If you would have a massive problems with you approach, you are very probably missing an index on the column clean.id
, that is required for your approach when the MERGE
uses dual
as a source for each row.
This is less probable while you are saying the id
is a primary key.
So basically you are doing the right think and you will see execution plan similar as the one below:
---------------------------------------------------------------------------------------------------
| Id | Operation | Name | Rows | Bytes | Cost (%CPU)| Time |
---------------------------------------------------------------------------------------------------
| 0 | MERGE STATEMENT | | | | 2 (100)| |
| 1 | MERGE | CLEAN | | | | |
| 2 | VIEW | | | | | |
| 3 | NESTED LOOPS OUTER | | 1 | 40 | 2 (0)| 00:00:01 |
| 4 | TABLE ACCESS FULL | DUAL | 1 | 2 | 2 (0)| 00:00:01 |
| 5 | VIEW | VW_LAT_A18161FF | 1 | 38 | 0 (0)| |
| 6 | TABLE ACCESS BY INDEX ROWID| CLEAN | 1 | 38 | 0 (0)| |
|* 7 | INDEX UNIQUE SCAN | CLEAN_UX1 | 1 | | 0 (0)| |
---------------------------------------------------------------------------------------------------
Predicate Information (identified by operation id):
---------------------------------------------------
7 - access("CLEAN"."ID"=:ID)
So the execution plan is fine and works effectively, but it has one problem.

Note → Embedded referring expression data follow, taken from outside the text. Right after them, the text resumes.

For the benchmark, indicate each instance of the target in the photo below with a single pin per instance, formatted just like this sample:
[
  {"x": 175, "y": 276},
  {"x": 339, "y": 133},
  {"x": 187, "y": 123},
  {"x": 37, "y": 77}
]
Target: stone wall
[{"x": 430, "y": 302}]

Remember always you use an index, you will be happy while processing few rows, but it will not scale.
If you are processing a millions of records, you may fall back to a two step processing,
The big advantage is that Oracle can open a hash join
and get rid of the index access for each of the million rows.
Here an example of a test of the clean
table initiated with 1M id
(not shown) and performing 1M insert and 1M updates:
n = 1000000
data2 = [{"id" : i, "xcount" :1} for i in range(2*n)]
sql3 = """
insert into tmp (id,count)
values (:id,:xcount)"""
sql4 = """MERGE into clean USING tmp on (clean.id = tmp.id)

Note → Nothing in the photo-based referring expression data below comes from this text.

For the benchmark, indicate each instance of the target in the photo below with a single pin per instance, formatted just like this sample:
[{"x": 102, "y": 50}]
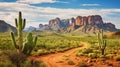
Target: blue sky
[{"x": 41, "y": 11}]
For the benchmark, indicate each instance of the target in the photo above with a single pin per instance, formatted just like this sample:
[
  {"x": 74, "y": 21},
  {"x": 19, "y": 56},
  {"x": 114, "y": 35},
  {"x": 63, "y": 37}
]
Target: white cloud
[
  {"x": 36, "y": 15},
  {"x": 90, "y": 5},
  {"x": 36, "y": 1}
]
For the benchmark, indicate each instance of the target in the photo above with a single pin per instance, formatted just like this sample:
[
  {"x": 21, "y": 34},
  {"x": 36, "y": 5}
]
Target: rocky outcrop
[
  {"x": 85, "y": 24},
  {"x": 4, "y": 27}
]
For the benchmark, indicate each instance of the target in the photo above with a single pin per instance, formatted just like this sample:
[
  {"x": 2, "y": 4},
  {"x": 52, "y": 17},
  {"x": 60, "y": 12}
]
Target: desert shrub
[
  {"x": 87, "y": 50},
  {"x": 14, "y": 57},
  {"x": 70, "y": 62},
  {"x": 33, "y": 63},
  {"x": 7, "y": 63},
  {"x": 92, "y": 55},
  {"x": 117, "y": 58},
  {"x": 81, "y": 64}
]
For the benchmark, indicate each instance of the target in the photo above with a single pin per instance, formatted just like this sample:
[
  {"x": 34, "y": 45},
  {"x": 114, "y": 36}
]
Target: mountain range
[{"x": 84, "y": 24}]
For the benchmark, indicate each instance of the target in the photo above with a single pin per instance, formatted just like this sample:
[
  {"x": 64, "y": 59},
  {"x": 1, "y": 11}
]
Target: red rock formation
[{"x": 78, "y": 20}]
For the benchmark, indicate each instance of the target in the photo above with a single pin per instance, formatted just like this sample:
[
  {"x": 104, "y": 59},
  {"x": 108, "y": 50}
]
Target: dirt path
[{"x": 59, "y": 59}]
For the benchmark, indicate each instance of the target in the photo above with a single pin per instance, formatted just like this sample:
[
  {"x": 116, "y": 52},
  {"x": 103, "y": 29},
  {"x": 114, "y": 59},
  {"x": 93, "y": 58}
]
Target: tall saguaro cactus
[
  {"x": 102, "y": 42},
  {"x": 27, "y": 46}
]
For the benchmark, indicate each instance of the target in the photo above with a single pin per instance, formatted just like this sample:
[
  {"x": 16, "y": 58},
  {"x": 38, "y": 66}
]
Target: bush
[
  {"x": 92, "y": 55},
  {"x": 117, "y": 58},
  {"x": 14, "y": 57},
  {"x": 33, "y": 63},
  {"x": 70, "y": 62},
  {"x": 87, "y": 50},
  {"x": 6, "y": 64},
  {"x": 81, "y": 64}
]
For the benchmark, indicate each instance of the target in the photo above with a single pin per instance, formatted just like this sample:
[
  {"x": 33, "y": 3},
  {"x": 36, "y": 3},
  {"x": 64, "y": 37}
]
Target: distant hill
[
  {"x": 86, "y": 24},
  {"x": 4, "y": 27}
]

when not matched then insert (id, count) values (tmp.id, tmp.count)
when matched then update set clean.count= clean.count + tmp.count"""
cursor.executemany(sql3, data2)
cursor.execute(sql4)
The test runs in aprox. 10 second, which is less than a half of you approach with MERGE
using dual
.
If this is still not enough, you'll have to use parallel option.